Sept 19, 2008 (LBO) – Sri Lanka’s state-run Bank of Ceylon is selling a 30 million US dollar 5-year bond which will pay a floating interest rate every six months, dealers and officials said. This week top central banks have been printing billions of dollars, Euro and Yen to fill disappearing liquidity with AIG Insurance and Lehman already buckling under losses and funding shortfalls.
Interest rates in rupee bond markets have also been edging up.
The bond will pay a rate of 300 basis points above the 6-month London Interbank offered rate.
Corporates, such as exporters who usually deposit in non-resident foreign currency accounts (NRFC) accounts, and other dollar savers are buying into the bond, dealers said.
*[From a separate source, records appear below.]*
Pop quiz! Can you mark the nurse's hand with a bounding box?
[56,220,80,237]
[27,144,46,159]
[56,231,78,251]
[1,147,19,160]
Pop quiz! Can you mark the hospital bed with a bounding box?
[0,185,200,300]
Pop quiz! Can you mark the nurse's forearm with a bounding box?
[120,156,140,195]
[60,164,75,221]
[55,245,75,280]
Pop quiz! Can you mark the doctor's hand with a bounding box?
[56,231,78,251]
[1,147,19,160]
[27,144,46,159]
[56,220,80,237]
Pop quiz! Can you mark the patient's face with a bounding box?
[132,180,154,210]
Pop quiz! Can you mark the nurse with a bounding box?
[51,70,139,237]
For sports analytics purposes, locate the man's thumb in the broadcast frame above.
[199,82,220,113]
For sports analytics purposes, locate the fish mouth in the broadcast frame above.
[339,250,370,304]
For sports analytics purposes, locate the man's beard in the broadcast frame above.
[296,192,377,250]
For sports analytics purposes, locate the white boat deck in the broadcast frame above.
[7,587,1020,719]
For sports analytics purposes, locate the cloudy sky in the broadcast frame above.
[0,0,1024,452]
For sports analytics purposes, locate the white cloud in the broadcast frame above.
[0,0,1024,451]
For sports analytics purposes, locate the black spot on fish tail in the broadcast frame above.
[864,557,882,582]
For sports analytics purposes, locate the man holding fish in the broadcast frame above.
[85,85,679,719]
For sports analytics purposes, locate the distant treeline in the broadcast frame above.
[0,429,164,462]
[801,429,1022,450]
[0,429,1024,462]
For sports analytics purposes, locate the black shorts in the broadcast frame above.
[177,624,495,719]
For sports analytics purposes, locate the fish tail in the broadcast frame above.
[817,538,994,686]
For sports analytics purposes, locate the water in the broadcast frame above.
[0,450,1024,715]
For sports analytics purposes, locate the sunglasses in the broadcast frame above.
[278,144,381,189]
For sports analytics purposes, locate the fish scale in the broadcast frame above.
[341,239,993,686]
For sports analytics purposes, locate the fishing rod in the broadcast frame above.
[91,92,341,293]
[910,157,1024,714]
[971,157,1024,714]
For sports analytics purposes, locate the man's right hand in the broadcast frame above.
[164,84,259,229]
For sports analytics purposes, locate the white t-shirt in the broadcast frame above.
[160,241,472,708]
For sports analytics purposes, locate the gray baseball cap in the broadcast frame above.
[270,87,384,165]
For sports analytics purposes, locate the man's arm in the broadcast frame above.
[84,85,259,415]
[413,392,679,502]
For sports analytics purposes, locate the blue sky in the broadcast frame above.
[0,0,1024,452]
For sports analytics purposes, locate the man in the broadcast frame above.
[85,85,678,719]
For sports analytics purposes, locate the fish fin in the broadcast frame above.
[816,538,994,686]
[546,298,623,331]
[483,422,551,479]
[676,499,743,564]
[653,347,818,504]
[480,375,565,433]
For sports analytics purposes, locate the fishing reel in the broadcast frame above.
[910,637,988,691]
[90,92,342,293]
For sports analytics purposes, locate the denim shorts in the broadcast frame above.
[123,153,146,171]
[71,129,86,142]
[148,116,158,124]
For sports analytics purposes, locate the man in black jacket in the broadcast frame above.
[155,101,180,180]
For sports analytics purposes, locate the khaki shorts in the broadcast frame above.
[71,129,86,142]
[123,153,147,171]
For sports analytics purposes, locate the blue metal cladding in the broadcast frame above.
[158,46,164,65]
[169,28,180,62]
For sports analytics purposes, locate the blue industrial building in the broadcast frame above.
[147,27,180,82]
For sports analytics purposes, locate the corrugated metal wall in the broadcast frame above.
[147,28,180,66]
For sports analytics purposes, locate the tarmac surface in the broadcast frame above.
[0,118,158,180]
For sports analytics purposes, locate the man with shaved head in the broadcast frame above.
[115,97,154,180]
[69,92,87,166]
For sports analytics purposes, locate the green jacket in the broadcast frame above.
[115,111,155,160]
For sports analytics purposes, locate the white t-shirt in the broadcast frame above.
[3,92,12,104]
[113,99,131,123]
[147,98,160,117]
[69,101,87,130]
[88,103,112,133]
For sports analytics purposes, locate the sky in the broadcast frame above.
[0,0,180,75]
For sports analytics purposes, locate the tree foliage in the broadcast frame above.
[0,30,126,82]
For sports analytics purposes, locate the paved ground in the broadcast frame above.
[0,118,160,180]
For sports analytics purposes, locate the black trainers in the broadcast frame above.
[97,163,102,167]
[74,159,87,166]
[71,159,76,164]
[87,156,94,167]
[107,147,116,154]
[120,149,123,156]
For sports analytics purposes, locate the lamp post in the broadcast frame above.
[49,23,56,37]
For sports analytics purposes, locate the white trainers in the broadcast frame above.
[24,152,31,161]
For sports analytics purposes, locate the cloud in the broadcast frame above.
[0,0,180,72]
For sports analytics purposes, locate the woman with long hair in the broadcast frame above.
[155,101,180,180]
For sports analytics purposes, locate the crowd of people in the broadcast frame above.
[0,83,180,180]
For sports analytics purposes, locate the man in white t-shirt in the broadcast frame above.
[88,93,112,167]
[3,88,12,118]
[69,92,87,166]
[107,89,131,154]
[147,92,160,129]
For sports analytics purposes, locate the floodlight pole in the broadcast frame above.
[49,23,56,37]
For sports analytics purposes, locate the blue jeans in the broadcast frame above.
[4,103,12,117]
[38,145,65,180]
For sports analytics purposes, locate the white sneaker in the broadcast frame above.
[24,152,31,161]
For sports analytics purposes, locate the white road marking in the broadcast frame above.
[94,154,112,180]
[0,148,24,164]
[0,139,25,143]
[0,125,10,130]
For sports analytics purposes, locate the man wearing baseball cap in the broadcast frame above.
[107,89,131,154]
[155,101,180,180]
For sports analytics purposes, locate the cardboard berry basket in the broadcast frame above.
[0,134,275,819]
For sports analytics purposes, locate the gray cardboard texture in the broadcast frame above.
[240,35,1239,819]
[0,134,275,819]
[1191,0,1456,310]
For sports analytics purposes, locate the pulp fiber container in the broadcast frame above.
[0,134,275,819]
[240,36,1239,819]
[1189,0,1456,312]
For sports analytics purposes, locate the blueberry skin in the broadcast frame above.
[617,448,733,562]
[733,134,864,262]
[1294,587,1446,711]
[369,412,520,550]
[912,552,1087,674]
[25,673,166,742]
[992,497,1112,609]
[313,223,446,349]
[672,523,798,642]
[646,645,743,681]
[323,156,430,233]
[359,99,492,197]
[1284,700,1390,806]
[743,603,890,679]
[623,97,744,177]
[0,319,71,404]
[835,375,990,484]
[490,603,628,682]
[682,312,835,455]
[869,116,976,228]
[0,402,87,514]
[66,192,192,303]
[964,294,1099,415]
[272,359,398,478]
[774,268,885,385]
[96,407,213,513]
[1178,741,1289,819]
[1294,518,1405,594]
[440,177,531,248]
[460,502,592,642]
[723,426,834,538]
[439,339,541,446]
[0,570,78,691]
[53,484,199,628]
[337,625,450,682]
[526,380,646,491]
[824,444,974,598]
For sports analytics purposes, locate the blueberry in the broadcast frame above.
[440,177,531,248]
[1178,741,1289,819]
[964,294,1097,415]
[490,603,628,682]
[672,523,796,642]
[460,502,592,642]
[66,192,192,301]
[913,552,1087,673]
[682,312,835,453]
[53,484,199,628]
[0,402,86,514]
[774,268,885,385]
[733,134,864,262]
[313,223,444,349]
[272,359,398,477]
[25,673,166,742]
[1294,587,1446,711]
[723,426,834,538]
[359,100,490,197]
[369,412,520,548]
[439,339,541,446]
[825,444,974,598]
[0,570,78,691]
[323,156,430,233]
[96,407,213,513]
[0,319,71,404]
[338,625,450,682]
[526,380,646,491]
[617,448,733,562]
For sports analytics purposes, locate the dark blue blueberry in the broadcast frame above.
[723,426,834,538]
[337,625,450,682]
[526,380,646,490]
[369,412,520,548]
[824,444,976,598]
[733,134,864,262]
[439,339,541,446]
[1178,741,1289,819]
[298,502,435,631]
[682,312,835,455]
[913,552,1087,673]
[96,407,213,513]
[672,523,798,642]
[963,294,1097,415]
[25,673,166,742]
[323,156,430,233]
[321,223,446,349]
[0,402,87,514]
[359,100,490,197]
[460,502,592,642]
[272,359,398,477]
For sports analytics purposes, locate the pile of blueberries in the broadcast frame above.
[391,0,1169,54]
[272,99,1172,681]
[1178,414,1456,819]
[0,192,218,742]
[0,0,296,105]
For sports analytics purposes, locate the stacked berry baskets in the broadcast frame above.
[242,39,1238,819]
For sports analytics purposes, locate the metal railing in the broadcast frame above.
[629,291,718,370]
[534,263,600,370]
The minimum subscription is 100,000 US dollars.
Last week the government sold 60 million dollars of 2-year bonds at 289 basis points above LIBOR, with a 70 million dollar bond also maturing around the same time.
The Bank of Ceylon is a major financier of the government.
A state savings bank has also been putting feelers in the market to raise dollars in tranches of around five million dollars, dealers said.
Credit spreads have widened around the world after the August 2007 collapse of the sub-prime credit bubble, while Sri Lanka’s credit rating has also been cut by rating agencies.